Kale is a tricky veggie to recommend because it’s both bitter and stringy, which can make it unpleasant as a salad green. It doesn’t help that health nuts have made things like “kale chips” to exacerbate the worst qualities of the leave. Still, kale can be hugely beneficial to weight loss because it binds to the same chemicals that absorb fat, preventing them from absorbing fat and absorbing nutrients instead.

Grape Leaves

Fresh Grape Leaves

Grape leaves are often used in Mediterranean and Middle Eastern cuisine, often as edible wraps for treats like dolmah. They’re also rich in omega-3s, almost to the same level as fish, making them excellent as a heart-healthy veggie to add to just about any veggie dish.

Broccoli

Bowl of Broccoli

Broccoli is another veggie that people have cooked wrong for so long everyone thinks they hate it. Trust me: roasting it is delicious. It’s also one of the healthiest simple veggies you can get that doesn’t take a lot of extra preparation; just chop it, toss it, roast it, and enjoy.

Swiss Chard

Swiss Chard

Chard is another leafy green commonly available in most grocery stores. I love throwing a handful of it into a smoothie and calling it good, but it can also be eaten as a salad green or cooked up as part of a mixed veggie dish. Chard is naturally a little bitter, but cooking it will reduce that bitterness. It’s also high in dietary nitrates, which can help improve athletic performance and stamina, which in turn helps you burn more calories to lose weight.

Spinach

Bowl of Spinach

Spinach is another maligned veggie, though it has had a resurgence in recent years. Canned spinach is terrible, but fresh spinach can be used as a salad green, blended into a smoothie, or lightly wilted and added to meals. Plus, studies have demonstrated that eating some spinach alone can help you lose weight!

Hot Peppers

Hot Peppers

Hot peppers like jalapenos can help you burn fat. That’s because capsaicin helps you burn fat, build energy, and suppress appetite. Of course, not everyone likes spicy stuff, so this is one veg I’m not going to wholeheartedly recommend. Oh, and unless you’re a glutton for punishment, stick with the milder peppers; it might be bragging rights to down a Carolina Reaper, but it’s not going to do you any good for weight loss.

Green Tea

Cups of Green Tea

Did you know that tea is a vegetable? The tea plant is just a leaf, and while you wouldn’t really want to eat the leaves, brewing tea can be extremely healthy. Want a real pro tip? Brew up a batch of your favorite tea, then freeze it, and use the ice cubes as part of a smoothie recipe. You get flavor, you get nutrients, and you get all the benefits of a smoothie along the way.

But I Don’t Like Veggies!

A lot of people don’t like vegetables. To them, I say: “You’re wrong. You just haven’t had veggies prepared the right way.”

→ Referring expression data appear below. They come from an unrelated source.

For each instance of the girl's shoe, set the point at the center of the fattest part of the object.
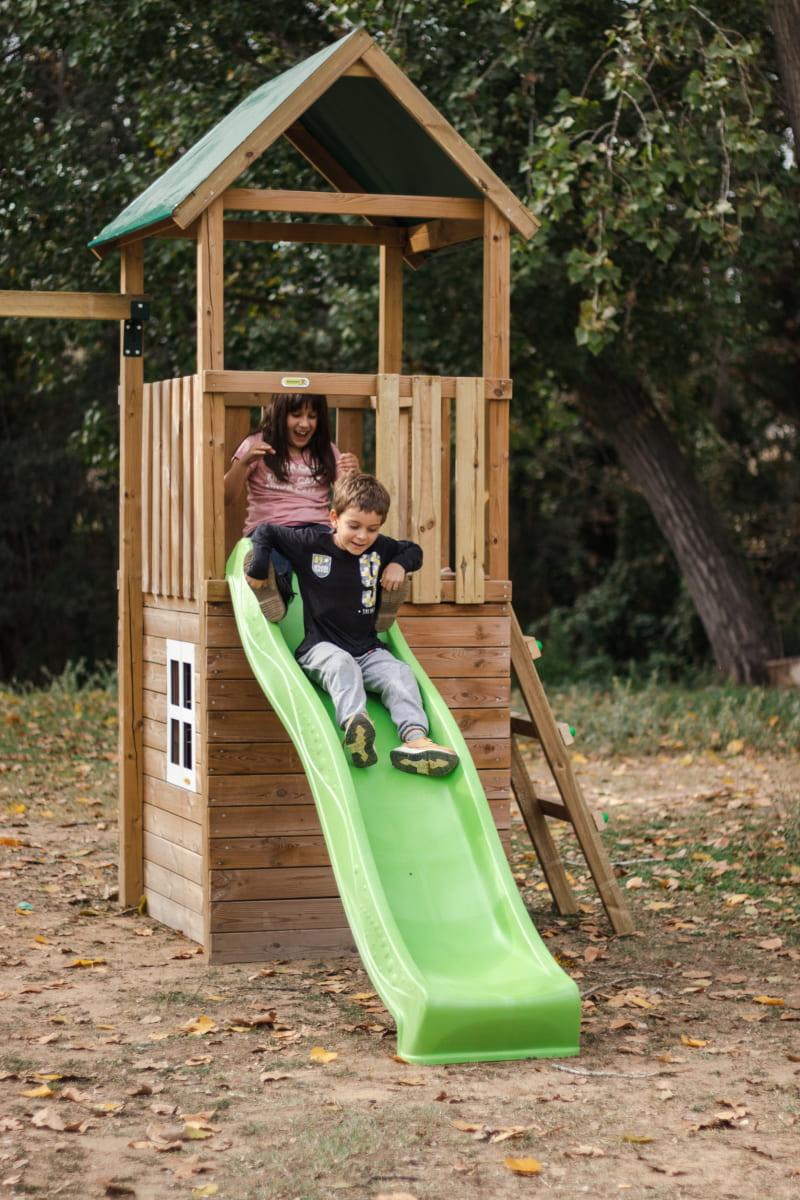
(270, 600)
(423, 757)
(390, 603)
(360, 741)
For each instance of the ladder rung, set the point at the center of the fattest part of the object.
(523, 725)
(553, 809)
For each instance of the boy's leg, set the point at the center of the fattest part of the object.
(395, 682)
(340, 675)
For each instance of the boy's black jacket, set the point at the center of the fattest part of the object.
(340, 591)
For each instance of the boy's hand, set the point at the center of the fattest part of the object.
(392, 577)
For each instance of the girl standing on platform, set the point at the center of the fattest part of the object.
(288, 467)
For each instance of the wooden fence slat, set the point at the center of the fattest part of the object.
(178, 497)
(156, 491)
(166, 485)
(386, 447)
(470, 426)
(188, 387)
(146, 489)
(426, 486)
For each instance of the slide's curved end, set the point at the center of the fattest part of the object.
(422, 875)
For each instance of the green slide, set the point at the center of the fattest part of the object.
(425, 882)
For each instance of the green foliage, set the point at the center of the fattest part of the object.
(653, 715)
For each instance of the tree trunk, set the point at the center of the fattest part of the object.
(785, 17)
(740, 629)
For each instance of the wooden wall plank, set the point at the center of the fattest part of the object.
(239, 853)
(184, 627)
(463, 660)
(173, 887)
(456, 631)
(173, 828)
(426, 486)
(287, 945)
(175, 916)
(173, 858)
(251, 790)
(130, 744)
(161, 795)
(245, 726)
(272, 883)
(263, 820)
(253, 757)
(276, 915)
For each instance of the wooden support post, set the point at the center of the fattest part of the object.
(390, 361)
(386, 437)
(566, 781)
(470, 421)
(209, 472)
(497, 291)
(540, 835)
(426, 486)
(130, 601)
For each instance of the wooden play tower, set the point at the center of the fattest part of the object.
(218, 827)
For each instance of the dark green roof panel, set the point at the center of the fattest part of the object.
(382, 145)
(163, 196)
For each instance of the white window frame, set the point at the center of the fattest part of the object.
(181, 725)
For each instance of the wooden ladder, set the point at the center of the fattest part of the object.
(541, 725)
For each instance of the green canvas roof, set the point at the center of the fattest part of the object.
(355, 119)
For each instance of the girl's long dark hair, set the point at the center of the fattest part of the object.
(274, 429)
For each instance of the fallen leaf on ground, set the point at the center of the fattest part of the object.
(523, 1165)
(318, 1054)
(199, 1026)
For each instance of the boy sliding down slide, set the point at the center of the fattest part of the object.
(341, 575)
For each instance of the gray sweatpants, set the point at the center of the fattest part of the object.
(348, 679)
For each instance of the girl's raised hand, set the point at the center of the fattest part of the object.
(256, 453)
(348, 463)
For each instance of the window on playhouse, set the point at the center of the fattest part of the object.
(180, 714)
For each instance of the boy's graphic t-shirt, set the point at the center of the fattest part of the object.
(340, 591)
(301, 499)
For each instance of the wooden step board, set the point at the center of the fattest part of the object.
(542, 726)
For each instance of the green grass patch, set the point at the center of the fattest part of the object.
(639, 719)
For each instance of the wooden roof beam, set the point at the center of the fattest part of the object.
(253, 199)
(447, 139)
(70, 305)
(432, 235)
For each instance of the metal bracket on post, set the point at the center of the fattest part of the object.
(132, 337)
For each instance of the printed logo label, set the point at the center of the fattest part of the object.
(320, 565)
(370, 568)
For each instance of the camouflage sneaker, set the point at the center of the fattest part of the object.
(270, 600)
(360, 741)
(390, 603)
(423, 757)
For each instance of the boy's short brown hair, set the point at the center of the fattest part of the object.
(362, 492)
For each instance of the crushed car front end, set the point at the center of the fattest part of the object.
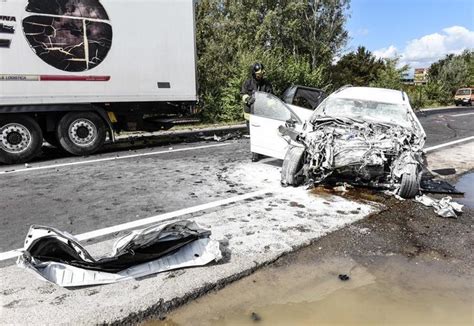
(363, 148)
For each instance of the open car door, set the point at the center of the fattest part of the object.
(268, 113)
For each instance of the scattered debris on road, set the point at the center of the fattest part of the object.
(444, 207)
(344, 277)
(59, 258)
(228, 136)
(437, 186)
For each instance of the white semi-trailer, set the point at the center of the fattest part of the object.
(73, 71)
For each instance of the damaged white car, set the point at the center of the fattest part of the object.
(361, 135)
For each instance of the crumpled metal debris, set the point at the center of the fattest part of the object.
(444, 207)
(343, 188)
(229, 136)
(58, 257)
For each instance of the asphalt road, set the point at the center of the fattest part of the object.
(442, 126)
(86, 197)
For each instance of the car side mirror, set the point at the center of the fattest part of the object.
(291, 122)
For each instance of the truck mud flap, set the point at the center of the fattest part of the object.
(59, 258)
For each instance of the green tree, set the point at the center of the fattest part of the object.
(296, 40)
(391, 75)
(358, 68)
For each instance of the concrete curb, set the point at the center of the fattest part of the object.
(441, 109)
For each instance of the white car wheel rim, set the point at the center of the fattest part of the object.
(82, 132)
(15, 138)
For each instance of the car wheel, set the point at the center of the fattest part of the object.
(292, 164)
(256, 157)
(81, 133)
(410, 182)
(20, 139)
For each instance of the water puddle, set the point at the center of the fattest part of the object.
(388, 290)
(466, 185)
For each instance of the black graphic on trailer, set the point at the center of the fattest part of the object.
(71, 35)
(7, 29)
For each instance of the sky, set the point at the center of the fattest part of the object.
(419, 31)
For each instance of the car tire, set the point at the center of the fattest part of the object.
(256, 157)
(20, 139)
(81, 133)
(292, 164)
(410, 182)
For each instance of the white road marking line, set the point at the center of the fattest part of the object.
(430, 149)
(461, 115)
(111, 159)
(149, 220)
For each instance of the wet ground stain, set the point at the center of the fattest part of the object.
(340, 290)
(466, 185)
(359, 194)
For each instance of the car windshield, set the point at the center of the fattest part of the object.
(363, 110)
(463, 92)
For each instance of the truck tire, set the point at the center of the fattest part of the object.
(81, 133)
(20, 139)
(410, 183)
(292, 164)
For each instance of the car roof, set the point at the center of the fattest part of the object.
(375, 94)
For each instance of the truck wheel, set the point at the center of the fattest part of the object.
(20, 139)
(410, 183)
(292, 164)
(81, 133)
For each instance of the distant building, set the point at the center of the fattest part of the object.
(421, 76)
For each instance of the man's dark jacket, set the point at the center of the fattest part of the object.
(252, 85)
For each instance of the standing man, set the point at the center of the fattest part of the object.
(257, 83)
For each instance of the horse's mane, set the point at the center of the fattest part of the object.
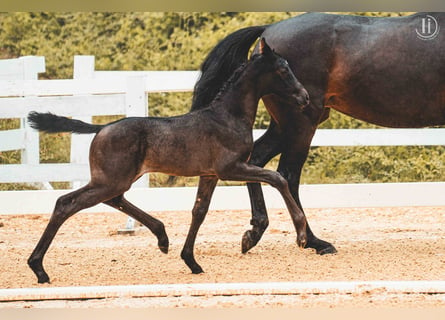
(229, 83)
(222, 63)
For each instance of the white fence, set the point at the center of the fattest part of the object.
(92, 92)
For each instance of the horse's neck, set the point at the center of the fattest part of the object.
(241, 100)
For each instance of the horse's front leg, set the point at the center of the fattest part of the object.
(265, 148)
(246, 172)
(206, 187)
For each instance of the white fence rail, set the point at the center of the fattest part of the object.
(92, 92)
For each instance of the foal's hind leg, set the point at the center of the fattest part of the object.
(155, 226)
(66, 206)
(206, 187)
(247, 172)
(265, 148)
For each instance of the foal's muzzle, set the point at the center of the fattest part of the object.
(302, 98)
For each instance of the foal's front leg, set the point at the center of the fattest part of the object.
(246, 172)
(206, 187)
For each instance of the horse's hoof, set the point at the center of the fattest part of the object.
(163, 249)
(301, 241)
(197, 270)
(247, 241)
(327, 250)
(43, 279)
(163, 245)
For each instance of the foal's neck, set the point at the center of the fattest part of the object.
(242, 98)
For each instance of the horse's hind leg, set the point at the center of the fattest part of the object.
(205, 190)
(66, 206)
(155, 226)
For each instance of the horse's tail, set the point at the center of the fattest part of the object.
(52, 123)
(221, 62)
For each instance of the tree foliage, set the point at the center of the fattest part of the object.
(180, 41)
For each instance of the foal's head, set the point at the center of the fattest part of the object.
(277, 78)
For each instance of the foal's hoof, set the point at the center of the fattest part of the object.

We’ve all had veggies from a can, frozen and microwaved, or steamed into mush. You may also have tried and disliked raw veggies, with or without that unhealthy ranch-flavored dip.

I’m here to tell you that you’ve been done a great disservice. Veggies are delicious, and it all comes down to preparing them the right way.

Healthy Green Smoothie

Now, I’m not going to dig into specific recipes here, but I’ll give you a few ideas you can dig into more to see if you might like them.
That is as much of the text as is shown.